The rate of muscle loss with age appears to be fairly consistent, approximately 1%–2% per year past the age of 50 years. This study demonstrated that the loss rate significantly higher than natural loss in muscle mass had an over 2-fold risk of developing diabetes after adjusting for baseline skeletal muscle mass index and other risk factors in adults with normal glucose tolerance and impaired glucose regulation. Additionally, a reduced risk of developing diabetes was accompanied by an increase in skeletal muscle mass index regardless of whether the population's baseline level was high or below average. This finding suggests that the short-term effect of a change in skeletal muscle mass index on diabetes occurrence is not less than the effect of its baseline status that may represent a long-term effect on diabetes. It is not too late to initiate control of muscle mass loss, even in adults with prediabetes.

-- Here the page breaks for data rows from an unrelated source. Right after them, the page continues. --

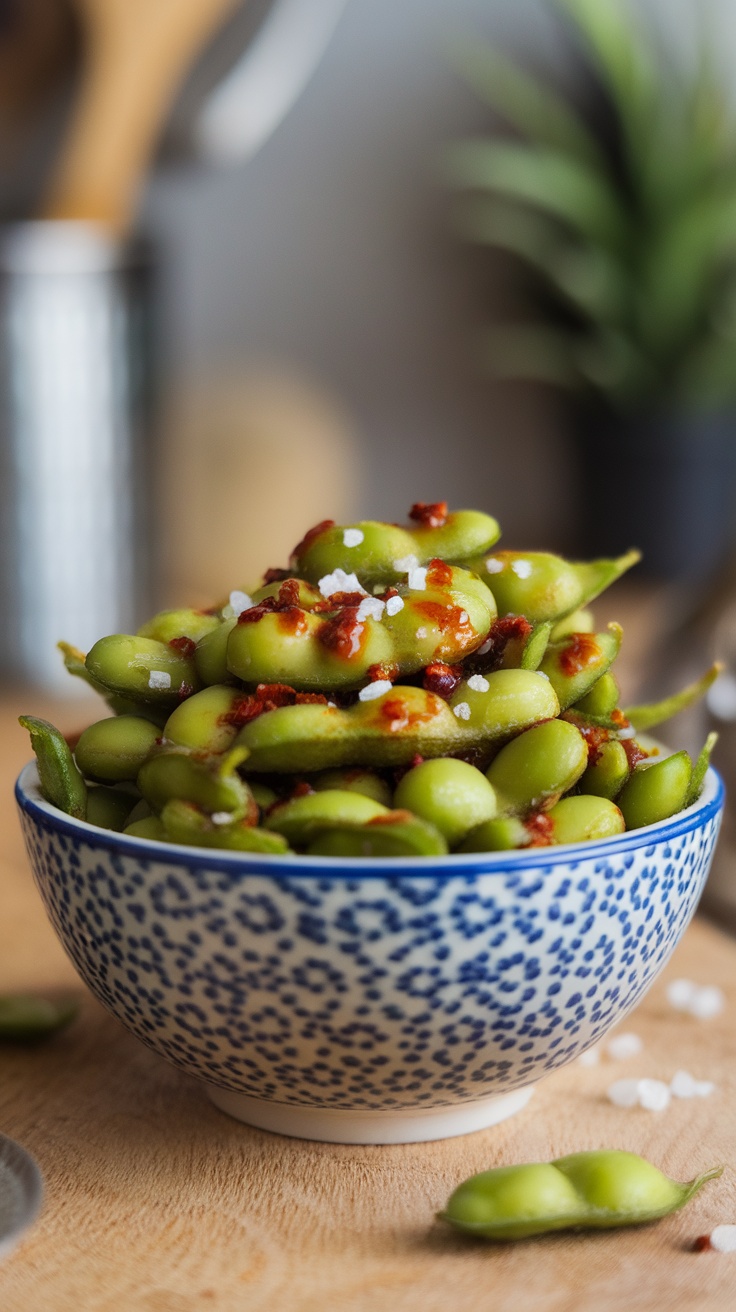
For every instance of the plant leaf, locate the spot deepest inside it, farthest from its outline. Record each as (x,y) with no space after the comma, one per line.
(550,181)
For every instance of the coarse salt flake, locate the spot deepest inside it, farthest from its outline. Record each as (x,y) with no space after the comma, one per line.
(623,1093)
(723,1239)
(353,537)
(654,1094)
(416,579)
(339,581)
(623,1046)
(591,1058)
(239,602)
(684,1085)
(377,689)
(478,682)
(404,564)
(370,608)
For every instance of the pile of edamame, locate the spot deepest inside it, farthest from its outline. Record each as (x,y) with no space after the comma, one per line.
(392,692)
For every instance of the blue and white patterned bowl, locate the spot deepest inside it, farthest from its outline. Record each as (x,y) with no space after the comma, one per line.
(369,1000)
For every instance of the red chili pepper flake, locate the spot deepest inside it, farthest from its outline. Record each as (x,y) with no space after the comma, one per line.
(343,635)
(702,1244)
(184,644)
(541,828)
(310,538)
(438,574)
(430,514)
(442,678)
(579,651)
(383,669)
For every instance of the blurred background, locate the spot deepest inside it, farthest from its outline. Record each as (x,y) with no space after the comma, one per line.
(265,261)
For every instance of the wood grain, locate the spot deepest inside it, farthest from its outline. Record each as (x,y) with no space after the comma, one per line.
(159,1203)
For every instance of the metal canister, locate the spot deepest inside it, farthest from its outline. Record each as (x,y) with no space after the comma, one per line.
(75,444)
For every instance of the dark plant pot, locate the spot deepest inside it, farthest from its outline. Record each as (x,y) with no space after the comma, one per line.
(660,482)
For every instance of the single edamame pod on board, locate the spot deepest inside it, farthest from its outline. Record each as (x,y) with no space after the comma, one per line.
(353,779)
(209,782)
(577,661)
(444,617)
(142,668)
(395,835)
(656,791)
(584,819)
(392,728)
(656,713)
(186,823)
(301,819)
(109,808)
(382,553)
(113,751)
(61,779)
(454,797)
(587,1190)
(26,1018)
(533,770)
(543,587)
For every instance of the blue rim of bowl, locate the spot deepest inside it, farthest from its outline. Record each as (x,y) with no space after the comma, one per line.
(709,804)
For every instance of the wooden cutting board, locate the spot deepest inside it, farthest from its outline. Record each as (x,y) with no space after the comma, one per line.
(159,1203)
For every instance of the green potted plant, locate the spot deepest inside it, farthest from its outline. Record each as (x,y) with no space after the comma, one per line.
(627,222)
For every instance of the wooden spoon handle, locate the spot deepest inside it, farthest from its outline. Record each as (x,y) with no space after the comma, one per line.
(138,53)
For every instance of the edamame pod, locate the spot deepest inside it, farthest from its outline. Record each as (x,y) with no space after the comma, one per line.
(383,553)
(587,1190)
(533,770)
(656,791)
(61,781)
(396,726)
(142,668)
(113,751)
(395,835)
(543,587)
(451,795)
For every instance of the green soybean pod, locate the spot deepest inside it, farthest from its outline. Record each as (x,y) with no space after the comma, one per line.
(204,722)
(26,1018)
(395,835)
(585,818)
(451,795)
(601,699)
(113,751)
(301,819)
(61,779)
(588,1190)
(109,808)
(503,833)
(142,668)
(533,770)
(608,772)
(656,791)
(353,779)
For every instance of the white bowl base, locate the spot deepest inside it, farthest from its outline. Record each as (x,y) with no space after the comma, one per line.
(339,1126)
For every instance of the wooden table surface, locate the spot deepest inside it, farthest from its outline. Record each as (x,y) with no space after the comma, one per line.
(156,1202)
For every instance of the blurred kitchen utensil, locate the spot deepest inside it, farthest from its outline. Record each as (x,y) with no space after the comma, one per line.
(75,558)
(21,1193)
(37,43)
(137,53)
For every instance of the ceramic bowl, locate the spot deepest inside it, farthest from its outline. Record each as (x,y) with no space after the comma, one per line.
(369,1000)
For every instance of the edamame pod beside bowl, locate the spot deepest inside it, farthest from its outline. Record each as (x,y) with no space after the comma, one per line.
(361,999)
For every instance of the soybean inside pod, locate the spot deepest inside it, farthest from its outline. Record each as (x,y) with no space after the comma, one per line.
(391,690)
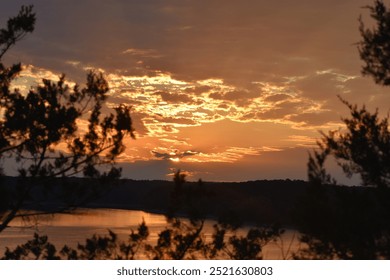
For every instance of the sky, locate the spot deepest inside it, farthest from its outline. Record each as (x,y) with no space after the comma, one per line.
(223,90)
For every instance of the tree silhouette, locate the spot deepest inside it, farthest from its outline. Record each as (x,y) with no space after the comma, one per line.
(353,223)
(374,48)
(53,130)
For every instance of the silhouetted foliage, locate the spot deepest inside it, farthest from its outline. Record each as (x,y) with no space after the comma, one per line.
(54,130)
(374,48)
(353,223)
(363,149)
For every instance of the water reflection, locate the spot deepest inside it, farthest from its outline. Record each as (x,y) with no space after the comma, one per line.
(72,229)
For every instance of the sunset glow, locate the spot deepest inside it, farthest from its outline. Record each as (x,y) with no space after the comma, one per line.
(227,92)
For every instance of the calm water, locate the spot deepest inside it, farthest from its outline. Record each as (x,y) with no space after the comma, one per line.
(73,229)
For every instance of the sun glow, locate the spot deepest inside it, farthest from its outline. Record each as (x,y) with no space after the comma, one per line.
(175,159)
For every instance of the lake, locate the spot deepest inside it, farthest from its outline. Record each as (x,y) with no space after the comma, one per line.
(72,229)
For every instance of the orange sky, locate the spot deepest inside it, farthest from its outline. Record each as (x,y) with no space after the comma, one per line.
(225,90)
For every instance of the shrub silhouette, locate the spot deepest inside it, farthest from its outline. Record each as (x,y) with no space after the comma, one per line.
(40,129)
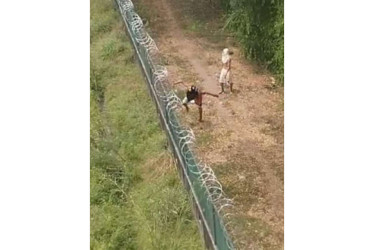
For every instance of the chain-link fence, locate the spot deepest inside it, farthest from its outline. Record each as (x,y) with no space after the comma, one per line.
(209,202)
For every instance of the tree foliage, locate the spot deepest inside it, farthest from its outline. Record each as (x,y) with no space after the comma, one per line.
(259,27)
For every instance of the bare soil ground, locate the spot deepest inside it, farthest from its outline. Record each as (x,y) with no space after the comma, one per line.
(241,136)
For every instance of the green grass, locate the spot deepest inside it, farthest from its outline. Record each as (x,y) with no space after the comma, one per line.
(136,198)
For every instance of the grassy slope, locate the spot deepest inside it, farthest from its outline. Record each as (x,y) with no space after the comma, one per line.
(137,201)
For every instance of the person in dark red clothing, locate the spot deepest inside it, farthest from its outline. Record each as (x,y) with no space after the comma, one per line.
(194,95)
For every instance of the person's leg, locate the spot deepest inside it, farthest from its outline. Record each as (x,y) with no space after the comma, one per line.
(222,79)
(185,101)
(223,90)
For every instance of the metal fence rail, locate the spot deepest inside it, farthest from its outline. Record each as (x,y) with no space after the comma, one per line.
(210,205)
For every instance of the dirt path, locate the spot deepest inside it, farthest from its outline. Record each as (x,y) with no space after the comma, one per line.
(242,133)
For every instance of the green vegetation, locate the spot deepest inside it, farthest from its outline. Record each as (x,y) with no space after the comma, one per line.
(259,27)
(137,200)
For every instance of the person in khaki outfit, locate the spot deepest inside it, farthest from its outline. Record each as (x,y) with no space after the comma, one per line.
(194,95)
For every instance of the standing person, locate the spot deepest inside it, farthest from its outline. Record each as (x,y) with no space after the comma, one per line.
(194,95)
(225,77)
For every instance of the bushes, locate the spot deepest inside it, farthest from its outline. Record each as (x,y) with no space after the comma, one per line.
(259,27)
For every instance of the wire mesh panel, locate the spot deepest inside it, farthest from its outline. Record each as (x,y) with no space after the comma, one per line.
(210,203)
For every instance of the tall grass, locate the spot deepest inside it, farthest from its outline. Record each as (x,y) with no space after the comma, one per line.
(137,201)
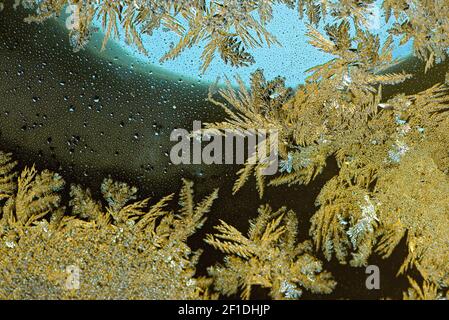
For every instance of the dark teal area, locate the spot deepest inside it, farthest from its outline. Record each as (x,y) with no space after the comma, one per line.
(88,117)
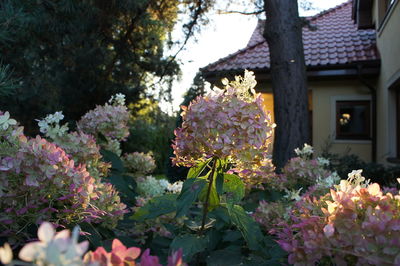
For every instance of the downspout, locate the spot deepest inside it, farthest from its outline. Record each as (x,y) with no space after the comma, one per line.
(372,90)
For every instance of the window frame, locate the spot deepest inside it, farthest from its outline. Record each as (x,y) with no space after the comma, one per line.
(335,119)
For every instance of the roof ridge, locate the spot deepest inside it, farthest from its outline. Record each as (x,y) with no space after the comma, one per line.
(233,54)
(330,10)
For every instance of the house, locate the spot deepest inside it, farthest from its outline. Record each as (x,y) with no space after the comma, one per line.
(353,70)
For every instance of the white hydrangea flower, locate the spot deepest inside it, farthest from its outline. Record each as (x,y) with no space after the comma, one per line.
(175,187)
(6,254)
(306,151)
(50,125)
(55,248)
(6,121)
(117,99)
(329,181)
(323,161)
(149,186)
(293,194)
(355,180)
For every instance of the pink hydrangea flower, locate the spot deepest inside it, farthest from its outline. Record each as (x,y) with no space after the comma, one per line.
(227,124)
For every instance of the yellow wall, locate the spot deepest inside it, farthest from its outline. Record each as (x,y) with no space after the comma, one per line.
(269,103)
(388,42)
(321,95)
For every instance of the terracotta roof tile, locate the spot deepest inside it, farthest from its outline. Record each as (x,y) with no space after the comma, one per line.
(336,41)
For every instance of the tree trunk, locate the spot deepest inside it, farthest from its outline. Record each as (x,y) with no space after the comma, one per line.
(283,32)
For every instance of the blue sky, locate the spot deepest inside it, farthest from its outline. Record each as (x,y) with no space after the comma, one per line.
(224,35)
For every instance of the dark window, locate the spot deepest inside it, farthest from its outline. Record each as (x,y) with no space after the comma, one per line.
(398,121)
(353,120)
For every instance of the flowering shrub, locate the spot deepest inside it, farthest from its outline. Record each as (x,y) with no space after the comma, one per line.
(304,171)
(139,163)
(150,187)
(119,255)
(109,120)
(54,249)
(302,177)
(39,181)
(228,124)
(62,249)
(353,224)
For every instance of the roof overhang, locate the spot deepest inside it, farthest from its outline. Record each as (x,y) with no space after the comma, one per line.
(362,13)
(352,70)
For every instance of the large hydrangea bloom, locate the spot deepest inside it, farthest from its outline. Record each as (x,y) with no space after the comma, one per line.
(110,120)
(355,224)
(39,181)
(227,124)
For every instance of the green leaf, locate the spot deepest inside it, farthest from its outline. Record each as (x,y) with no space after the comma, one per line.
(191,245)
(190,191)
(247,226)
(231,236)
(228,256)
(123,184)
(234,188)
(198,169)
(155,207)
(94,237)
(214,198)
(219,183)
(114,159)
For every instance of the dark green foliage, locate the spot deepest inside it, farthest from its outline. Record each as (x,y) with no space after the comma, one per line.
(249,228)
(156,206)
(190,191)
(72,55)
(191,245)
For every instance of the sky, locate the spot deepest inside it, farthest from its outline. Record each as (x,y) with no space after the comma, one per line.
(226,34)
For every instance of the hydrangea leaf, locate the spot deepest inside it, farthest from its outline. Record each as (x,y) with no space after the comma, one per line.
(234,188)
(247,226)
(198,169)
(190,192)
(191,245)
(155,207)
(114,159)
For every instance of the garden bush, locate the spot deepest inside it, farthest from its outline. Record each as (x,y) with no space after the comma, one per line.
(232,209)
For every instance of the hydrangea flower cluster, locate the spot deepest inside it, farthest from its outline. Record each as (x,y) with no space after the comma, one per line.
(305,171)
(39,181)
(227,124)
(83,149)
(139,163)
(356,224)
(306,152)
(148,188)
(6,121)
(110,120)
(54,248)
(50,125)
(151,187)
(62,249)
(301,177)
(120,255)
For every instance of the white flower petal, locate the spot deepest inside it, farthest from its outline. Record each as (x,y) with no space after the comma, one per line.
(46,232)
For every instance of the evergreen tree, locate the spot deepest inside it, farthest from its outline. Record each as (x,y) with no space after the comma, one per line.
(71,55)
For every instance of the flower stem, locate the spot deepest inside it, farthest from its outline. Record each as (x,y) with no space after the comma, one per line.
(205,207)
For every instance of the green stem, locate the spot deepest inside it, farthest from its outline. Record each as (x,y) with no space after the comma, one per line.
(205,207)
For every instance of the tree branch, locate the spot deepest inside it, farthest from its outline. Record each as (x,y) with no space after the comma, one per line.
(224,12)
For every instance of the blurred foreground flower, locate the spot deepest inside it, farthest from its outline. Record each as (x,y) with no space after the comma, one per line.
(55,248)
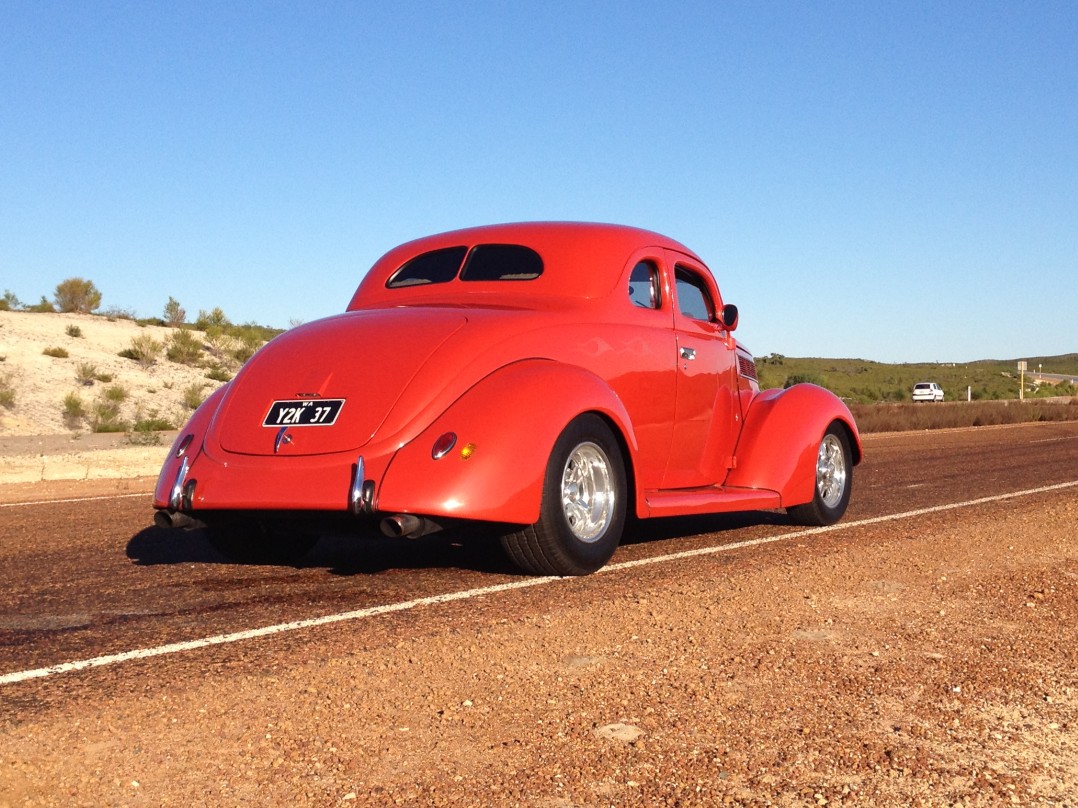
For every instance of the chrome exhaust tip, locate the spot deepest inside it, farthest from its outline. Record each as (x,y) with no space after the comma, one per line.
(408,526)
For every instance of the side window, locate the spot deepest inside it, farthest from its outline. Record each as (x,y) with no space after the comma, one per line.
(644,286)
(693,300)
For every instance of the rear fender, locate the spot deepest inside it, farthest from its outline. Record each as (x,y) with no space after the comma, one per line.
(506,428)
(781,439)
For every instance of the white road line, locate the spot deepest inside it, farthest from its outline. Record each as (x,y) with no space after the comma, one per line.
(494,589)
(148,495)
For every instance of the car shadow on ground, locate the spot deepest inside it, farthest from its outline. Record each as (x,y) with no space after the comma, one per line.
(475,548)
(339,554)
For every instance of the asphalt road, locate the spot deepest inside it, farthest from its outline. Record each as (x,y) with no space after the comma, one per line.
(84,579)
(911,655)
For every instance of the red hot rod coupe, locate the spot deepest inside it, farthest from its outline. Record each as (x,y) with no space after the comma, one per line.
(552,379)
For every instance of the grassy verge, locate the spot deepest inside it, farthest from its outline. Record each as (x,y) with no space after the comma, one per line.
(950,415)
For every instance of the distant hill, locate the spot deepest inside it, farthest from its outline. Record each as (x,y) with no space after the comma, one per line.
(866,381)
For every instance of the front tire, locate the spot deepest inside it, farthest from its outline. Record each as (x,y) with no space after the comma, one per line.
(834,479)
(582,515)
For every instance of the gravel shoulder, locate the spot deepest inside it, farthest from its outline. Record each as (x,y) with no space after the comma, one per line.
(921,662)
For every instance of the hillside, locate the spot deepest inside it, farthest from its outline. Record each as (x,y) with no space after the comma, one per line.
(116,393)
(865,381)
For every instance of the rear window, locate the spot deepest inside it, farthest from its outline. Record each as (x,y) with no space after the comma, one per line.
(501,262)
(484,262)
(437,266)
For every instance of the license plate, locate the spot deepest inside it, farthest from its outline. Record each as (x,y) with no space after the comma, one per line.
(309,413)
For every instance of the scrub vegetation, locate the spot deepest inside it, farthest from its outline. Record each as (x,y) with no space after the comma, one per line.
(864,381)
(978,393)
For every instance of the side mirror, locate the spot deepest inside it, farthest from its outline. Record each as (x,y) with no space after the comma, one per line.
(730,317)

Our study has several limitations. First, magnetic resonance imaging is the gold standard for the measurement of skeletal muscle mass; however, it is not a convenient method for assessing skeletal muscle mass in a relatively large population-based study. Regarding the accuracy of BIA in the assessment, a previous study found that the correlation coefficient between BIA and magnetic resonance imaging was 0.93 and the standard error of the estimate for predicting skeletal muscle mass from BIA was 9%, which suggested a reasonable estimation in our study [22, 23]. Second, our results were limited to a single ethnic group. Since there may be relatively large differences in body composition even within Asian populations, it is difficult to generalize our findings to larger populations. Third, we found that an increase in skeletal muscle mass had no effect on the transformation from impaired glucose regulation to normal glucose tolerance. Ideally, further studies should extend follow-up time to verify the result.

Conclusions

In conclusion, our study demonstrated that in addition to baseline low muscle mass, 2-year change in skeletal muscle mass was also associated with the incidence of diabetes. The risk of diabetes occurrence is not only dependent on the presence of low muscle mass but also by the loss of muscle mass.